BBVA CEO Carlos Torres Vila said today that the sustainability of the banking business model in the current context of negative interest rates requires a change: To leave behind a money-centric infrastructure, based on revenues generated by interests, and develop a banking model that seeks to make a bigger difference in customers’ lives. Speaking during BBVA’s Q1 2016 results presentation, Carlos Torres Vila expressed his conviction that “the more we are capable of offering a distinctive value, the more satisfied customers will be and the more viable and sustainable our business model will be.”
BBVA’s CEO assured that “branches are essential elements in our relationship with customers” within this new banking model and that they bring a “competitive advantage” over new players. The reason is simple: “This is the place were higher value-added operations take place.”
Carlos Torres Vila detailed a comprehensive banking model where branches, digital channels and a remote channel with bank representatives offer customers the possibility to perform operations without needing to visit an office.
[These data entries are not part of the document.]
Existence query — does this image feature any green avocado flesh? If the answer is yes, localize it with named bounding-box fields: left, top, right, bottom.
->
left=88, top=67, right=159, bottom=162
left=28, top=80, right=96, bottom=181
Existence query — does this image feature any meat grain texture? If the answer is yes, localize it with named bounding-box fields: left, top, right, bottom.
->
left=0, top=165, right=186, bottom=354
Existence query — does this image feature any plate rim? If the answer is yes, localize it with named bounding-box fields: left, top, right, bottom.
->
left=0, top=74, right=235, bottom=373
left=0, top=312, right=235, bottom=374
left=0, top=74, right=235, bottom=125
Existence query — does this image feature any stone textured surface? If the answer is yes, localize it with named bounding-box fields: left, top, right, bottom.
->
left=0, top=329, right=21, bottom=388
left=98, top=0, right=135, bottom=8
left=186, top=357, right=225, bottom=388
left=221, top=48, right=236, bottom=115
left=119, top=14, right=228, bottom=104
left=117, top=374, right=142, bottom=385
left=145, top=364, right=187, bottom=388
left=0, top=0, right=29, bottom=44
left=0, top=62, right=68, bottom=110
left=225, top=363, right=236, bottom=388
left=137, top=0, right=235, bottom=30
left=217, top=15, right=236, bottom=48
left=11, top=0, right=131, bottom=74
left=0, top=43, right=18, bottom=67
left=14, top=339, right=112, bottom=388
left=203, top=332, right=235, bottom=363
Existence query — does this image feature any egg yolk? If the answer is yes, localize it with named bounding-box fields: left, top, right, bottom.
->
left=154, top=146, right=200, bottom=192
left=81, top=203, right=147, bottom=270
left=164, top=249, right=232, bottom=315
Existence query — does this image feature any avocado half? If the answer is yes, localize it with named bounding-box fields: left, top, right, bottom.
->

The BBVA CEO insisted that the only adjustment plan that BBVA is considering in Spain, besides the dynamic management of the branch network, is Catalunya Banc’s integration, a plan that was unveiled in July 2015.
Carlos Torres Vila: The more we are capable of offering a distinctive value, the more satisfied customers will be and the more viable and sustainable our business model will be
Carlos Torres Vila said that the bank’s digitization process has to help “customers make better decisions” in their everyday lives. With this goal in mind, BBVA is rolling out new digital features every three months and they are already having an impact in terms of product selling through digital channels, compared to total sales: In the U.S. digital sales reached 18.7% during the first-quarter of the year (compared to 9.3% in 2015); in South America 16.5% (up from 8.7% last year) and in Spain and Mexico 12.1% and 3.9%, respectively (from 8.8% and 2.1% in 2015). “The key here is the trend, which is clearly on the rise,” he said.
Results will increase
Regarding first-quarter results, BBVA CEO expressed his conviction that they “will continue to grow gradually throughout” 2016. The Group’s net attributable profit was €709 million, down 53.8% from the same period of 2015.
Earnings were marked by the seasonal effect of the banking activity – slower during the first months of the year -, the impact of exchange rates, and lower impairment losses on financial assets in Spain. But the most defining element to understand the year-on-year comparison are the lack of corporate operations, just as BBVA CEO, Carlos Torres Vila, and CFO, Jaime Sáenz de Tejada both explained: Q1 2015 results were bolstered by the capital gains on the sale of BBVA’s 5.6% stake in Chinese bank CNCB. Also, the first-three months of 2015 were extraordinarily good in terms of NTI, while in 2016, markets have been riddled with a substantial level of volatility.
Negative Euribor and floor clauses
Carlos Torres Vila explained that “due to the nature of the contract in Spain, we do not envisage a scenario where customers could be expected to receive an interest from the bank (on their mortgages).” In the most extreme case, he said, customers may end up paying zero interest on those loans.
He also made reference to the ruling by the European Court of Justice (ECJ), – expected to be issued in the coming months – regarding a possible retroactivity of floor clauses. BBVA CEO considers that the Spanish Supreme Court’s decision of May 2013 – adopted unanimously in a plenary session, and after which BBVA removed all floor clauses from its mortgages – abides to European law.
Proud of not having advertised with Ausbanc
With respect to the controversy that has surrounded Ausbanc in recent weeks, Carlos Torres Vila emphasized that BBVA had always declined to advertise with Ausbanc companies and publications. “A while back we realized that it wasn’t an organization focused on defending consumers, but something else.” That’s why we “acted accordingly” and I can now say that at BBVA, we’re proud of not having advertised with Ausbanc. This action is “very much in line with the bank’s policy on good practices, on this topic and in many others and I believe you will find that BBVA has acted differently,” he explained.
Limited economic impact of political uncertainty
To conclude, Carlos Torres Vila made reference to the political scenario in Spain and its impact on the economy. According to BBVA CEO, after months without political agreement, economic indicators (consumer activity, internal demand, employment…) do not differ from what BBVA estimated a few months ago. BBVA Research expects Spain’s GDP to grow 0.8% during the first quarter of 2016, in line with Q4-15.
In this respect, he explained that, despite political uncertainty, the economy is still growing, driven partly by the ECB’s extremely lax monetary policy and dwindling oil prices. However, he pointed out that “we are seeing that some investment projects are starting to slow down and that the activity coming from the corporate world may ultimately bear the biggest impact.”